Choices

"Your job as an artist is about making choices. To go more to the point, your ONLY job as an artist is about making choices." ~Bill Wadman

Quick Sketch

Some of your work, ideas, and/or art is bad. Get rid of it and show us the good stuff by choosing!

When to Use

At any point in the process.

Choose

American portrait photographer Bill Wadman wrote a great post to his On Taking Pictures blog titled "Choices Are Your Job as an Artist" recently. He bemoans what the ease of taking and storing photographs has allowed in the digital age: noise. He's not talking about loudness or about the fuzzy pixelation often seen in nighttime photographs. Instead, he is talking about the hard drives and photo streams filled with twenty pictures of essentially the same moment and the frequent blurry shots kept "just in case." The consequence of cheap and prevalent gear (included on every phone), cheap storage (as digital files), and easy dissemination (via the internet) is that there is a lot of "noise" instead of editing and choosing (which he notes is an artists real job).

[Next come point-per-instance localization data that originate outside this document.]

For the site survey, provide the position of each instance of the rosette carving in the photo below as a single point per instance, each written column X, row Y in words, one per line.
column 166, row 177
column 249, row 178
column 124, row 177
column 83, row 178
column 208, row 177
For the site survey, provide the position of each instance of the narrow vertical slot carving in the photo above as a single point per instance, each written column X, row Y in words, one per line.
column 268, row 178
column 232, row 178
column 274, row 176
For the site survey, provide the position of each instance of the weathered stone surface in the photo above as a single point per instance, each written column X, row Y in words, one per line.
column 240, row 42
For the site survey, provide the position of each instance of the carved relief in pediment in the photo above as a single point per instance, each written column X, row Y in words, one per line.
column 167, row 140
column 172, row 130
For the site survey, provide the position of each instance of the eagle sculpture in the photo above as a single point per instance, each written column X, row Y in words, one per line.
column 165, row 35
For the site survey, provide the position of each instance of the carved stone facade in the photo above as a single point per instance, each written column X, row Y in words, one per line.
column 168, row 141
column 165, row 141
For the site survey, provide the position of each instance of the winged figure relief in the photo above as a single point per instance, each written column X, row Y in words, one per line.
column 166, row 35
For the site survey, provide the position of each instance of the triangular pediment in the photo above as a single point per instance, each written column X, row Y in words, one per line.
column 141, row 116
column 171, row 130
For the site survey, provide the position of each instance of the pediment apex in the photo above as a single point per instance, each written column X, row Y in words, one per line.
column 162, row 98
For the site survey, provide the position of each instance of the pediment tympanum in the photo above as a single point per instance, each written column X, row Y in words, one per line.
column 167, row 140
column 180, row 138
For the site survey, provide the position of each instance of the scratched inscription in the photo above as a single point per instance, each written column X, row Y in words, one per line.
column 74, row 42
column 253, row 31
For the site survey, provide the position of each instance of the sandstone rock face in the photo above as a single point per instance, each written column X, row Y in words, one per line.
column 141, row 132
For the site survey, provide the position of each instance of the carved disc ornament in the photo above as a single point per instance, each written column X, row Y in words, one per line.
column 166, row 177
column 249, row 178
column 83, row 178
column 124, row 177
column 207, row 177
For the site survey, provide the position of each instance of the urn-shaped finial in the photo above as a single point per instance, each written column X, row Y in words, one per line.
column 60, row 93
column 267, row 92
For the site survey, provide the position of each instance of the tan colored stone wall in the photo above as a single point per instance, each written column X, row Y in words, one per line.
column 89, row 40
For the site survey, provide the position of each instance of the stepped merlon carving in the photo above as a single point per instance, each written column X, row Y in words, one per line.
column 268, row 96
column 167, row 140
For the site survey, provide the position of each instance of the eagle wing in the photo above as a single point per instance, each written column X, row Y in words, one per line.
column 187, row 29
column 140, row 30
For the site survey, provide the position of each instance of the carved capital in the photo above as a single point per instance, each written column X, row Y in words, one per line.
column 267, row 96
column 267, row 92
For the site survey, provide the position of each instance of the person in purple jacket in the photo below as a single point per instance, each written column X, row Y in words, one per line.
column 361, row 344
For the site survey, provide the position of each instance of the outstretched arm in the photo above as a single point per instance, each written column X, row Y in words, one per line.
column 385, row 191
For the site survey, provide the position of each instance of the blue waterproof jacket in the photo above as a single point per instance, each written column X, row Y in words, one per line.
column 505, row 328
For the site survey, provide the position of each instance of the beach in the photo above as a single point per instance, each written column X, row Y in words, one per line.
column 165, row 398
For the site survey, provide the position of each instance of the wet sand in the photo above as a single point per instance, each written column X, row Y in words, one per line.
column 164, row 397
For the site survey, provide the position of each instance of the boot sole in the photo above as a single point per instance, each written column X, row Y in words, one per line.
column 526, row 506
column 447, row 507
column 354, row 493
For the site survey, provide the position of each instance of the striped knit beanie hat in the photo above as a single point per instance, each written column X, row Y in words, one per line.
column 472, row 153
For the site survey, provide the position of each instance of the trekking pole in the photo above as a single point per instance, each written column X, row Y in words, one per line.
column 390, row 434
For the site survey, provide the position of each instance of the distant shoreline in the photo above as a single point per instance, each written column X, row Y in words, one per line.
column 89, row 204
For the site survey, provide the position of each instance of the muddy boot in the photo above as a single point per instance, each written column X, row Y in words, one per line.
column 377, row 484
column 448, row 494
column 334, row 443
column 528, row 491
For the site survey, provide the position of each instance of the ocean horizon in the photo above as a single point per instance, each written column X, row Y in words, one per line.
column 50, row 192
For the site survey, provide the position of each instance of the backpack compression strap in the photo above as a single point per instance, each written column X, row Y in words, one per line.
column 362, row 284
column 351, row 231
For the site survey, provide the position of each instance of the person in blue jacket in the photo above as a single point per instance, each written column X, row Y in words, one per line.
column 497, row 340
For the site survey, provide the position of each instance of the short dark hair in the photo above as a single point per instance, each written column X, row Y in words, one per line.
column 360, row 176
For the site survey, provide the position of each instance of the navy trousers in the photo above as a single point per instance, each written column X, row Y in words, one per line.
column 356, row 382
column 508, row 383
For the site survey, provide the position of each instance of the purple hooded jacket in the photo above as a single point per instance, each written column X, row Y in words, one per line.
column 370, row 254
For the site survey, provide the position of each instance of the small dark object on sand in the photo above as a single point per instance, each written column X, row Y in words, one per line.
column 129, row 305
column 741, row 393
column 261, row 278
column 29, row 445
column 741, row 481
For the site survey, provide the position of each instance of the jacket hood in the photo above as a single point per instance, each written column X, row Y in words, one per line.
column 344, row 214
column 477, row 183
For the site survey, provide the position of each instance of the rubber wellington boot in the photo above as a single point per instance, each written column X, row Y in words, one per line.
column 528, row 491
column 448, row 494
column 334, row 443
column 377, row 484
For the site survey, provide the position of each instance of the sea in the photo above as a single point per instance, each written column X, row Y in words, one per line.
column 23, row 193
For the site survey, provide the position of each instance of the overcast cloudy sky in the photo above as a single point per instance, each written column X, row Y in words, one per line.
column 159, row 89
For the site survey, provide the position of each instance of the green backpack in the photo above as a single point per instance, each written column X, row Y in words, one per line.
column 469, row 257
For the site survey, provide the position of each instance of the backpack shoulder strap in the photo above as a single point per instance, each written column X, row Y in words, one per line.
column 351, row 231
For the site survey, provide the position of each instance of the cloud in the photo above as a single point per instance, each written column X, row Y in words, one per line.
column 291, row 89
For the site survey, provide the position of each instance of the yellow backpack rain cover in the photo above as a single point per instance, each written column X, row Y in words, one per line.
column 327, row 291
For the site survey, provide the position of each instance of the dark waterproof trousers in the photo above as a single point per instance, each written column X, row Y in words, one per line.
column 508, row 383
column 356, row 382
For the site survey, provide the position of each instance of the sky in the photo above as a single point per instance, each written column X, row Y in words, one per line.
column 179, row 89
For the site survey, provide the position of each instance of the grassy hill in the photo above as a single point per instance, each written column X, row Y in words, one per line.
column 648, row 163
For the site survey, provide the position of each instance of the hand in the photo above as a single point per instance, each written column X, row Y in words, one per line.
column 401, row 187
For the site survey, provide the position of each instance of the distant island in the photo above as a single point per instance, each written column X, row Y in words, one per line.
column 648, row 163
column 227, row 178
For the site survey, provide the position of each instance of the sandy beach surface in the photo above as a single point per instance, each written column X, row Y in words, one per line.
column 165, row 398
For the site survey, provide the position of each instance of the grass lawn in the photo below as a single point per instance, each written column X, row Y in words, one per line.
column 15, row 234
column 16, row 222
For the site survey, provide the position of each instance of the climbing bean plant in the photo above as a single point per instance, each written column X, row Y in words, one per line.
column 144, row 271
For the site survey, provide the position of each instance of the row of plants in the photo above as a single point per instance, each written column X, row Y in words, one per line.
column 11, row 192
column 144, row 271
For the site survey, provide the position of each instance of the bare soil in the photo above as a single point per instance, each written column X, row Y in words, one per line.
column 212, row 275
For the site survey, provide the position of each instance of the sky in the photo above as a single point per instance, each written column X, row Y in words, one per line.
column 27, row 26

While this is clearly an issue with internet era photography (where one could take and release thousands of photographs each day if they desired), the idea of making choices and being selective applies to all art and artists. Do you have more signal, or more noise?

The Exercise

Making choices has the prerequisite of having multiple somethings to choose between. We're going to quickly create some versions of your script to choose from.

  1. Re-read your script.
  2. List three positive things about your script.
  3. List three negative things about your script.
  4. For each negative thing about your script quickly propose an alternative positive (location, characteristic, whatever).
  5. Spend two minutes working out how that change would affect your script (and try to keep the positives).

Reflect

Yes, this exercise forced you to artificially create alternatives so that you'd have decisions to make. The better position (I think) is to have a large set of alternatives in place before choosing. I think Samuel Beckett might have said it best: "No matter. Try again. Fail again. Fail better."